World News

Explosion at a hotel in Havana: 8 killed in an explosion

HAVANA –

A powerful explosion, apparently caused by a natural gas leak on Friday, killed at least eight people and wounded 40 when it blew up the exterior walls of a five-star hotel in the heart of the Cuban capital.

The 96-room Saratoga Hotel has not hosted tourists as it is under renovation, Havana Governor Reynaldo Garcia Zapata told the Communist Party’s Granma newspaper.

“This is not a bomb or an attack. This is a tragic incident,” President Miguel Diaz-Canel, who visited the site, tweeted.

The blast sent smoke into the air around the hotel, and people on the street stared in awe, one saying “Oh my God,” and cars rattled as they walked away from the scene, a video said. This came as Cuba struggled to revive its key tourism sector, which had been devastated by the coronavirus pandemic.

Taxi buried in rubble at the site of the five-star Saratoga Hotel after a deadly explosion in Old Havana, Cuba, Friday, May 6, 2022 (AP Photo / Ramon Espinosa)

Cuban National Health Minister Jose Angel Portal told the Associated Press that hospitals have admitted about 40 injured, but said the number could rise as demand for people who may be trapped in the rubble of the 19- th century in the old Havana district of the city.

Granma said local authorities said 13 people were missing. An elementary school near the hotel was evacuated and local media reported that no children were injured.

Police cordoned off the area while firefighters and rescuers worked on the wreckage of the hotel, which is about 110 yards (100 meters) from the Capitol building in Cuba. The hotel is often used by visiting VIPs and political figures.

Photographer Michel Figueroa said he was walking past the hotel when “the explosion threw me to the ground and my head still hurts … It was all very fast.”

Worried relatives of people who worked at the hotel showed up at the hospital in the afternoon to look for them. Among them was Beatrice Cespedes Cobas, who was searching for her sister through tears.

Emergency workers walk among the rubble in front of the five-star Saratoga Hotel after a deadly explosion in Old Havana, Cuba, Friday, May 6, 2022 (AP Photo / Ramon Espinosa)

“She had to work today. She’s a housekeeper,” she said. “I work two blocks. I felt the noise and at first I didn’t even connect the “explosion” with the hotel.

Jazira de la Caridad said the blast shook her home one block from the hotel: “The whole building has moved. I thought it was an earthquake.”

“I still have my heart in my hand,” she said.

In addition to the impact of the pandemic on Cuba’s tourism sector, the country is already struggling with sanctions imposed by former US President Donald Trump, which were retained by the Biden administration. The sanctions restricted visits by American tourists to the islands and limited remittances from Cubans in the United States to their families in Cuba.

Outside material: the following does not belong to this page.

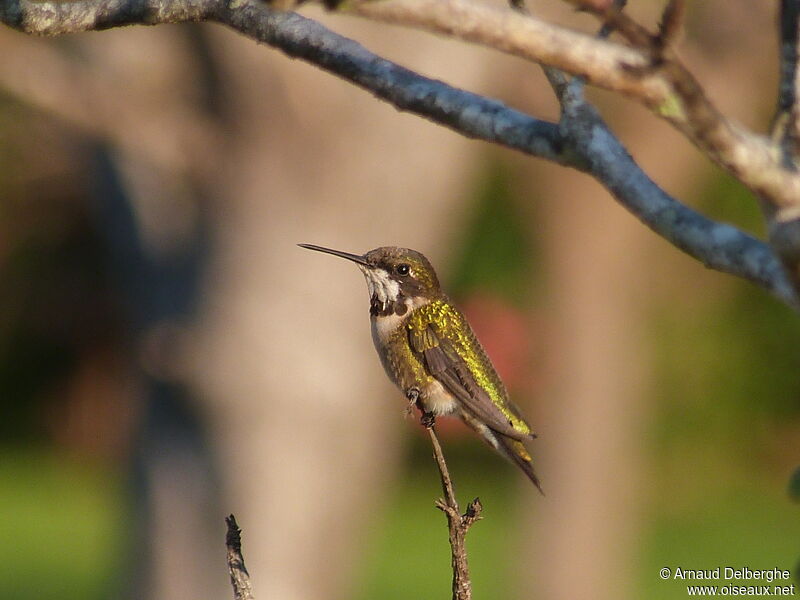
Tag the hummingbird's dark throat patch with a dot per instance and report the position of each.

Tourism began to revive a little earlier this year, but the war in Ukraine sparked a boom in Russian visitors, who accounted for nearly a third of tourists who arrived in Cuba last year.

The blast came when the Cuban government hosted the last day of a tourist convention in the iconic beach town of Varadero aimed at attracting investors.

Mexican President Andres Manuel Lopez Obrador is due to arrive in Havana late Saturday, and Mexican Foreign Minister Marcelo Ebrard said the visit would still take place.

Maye Perez said she rushed to the hotel after receiving a call from her husband, Daniel Serra, who works at the hotel’s foreign exchange store.

She said he told her, “I’m fine, I’m fine. They took us out.” But then she failed to contact him.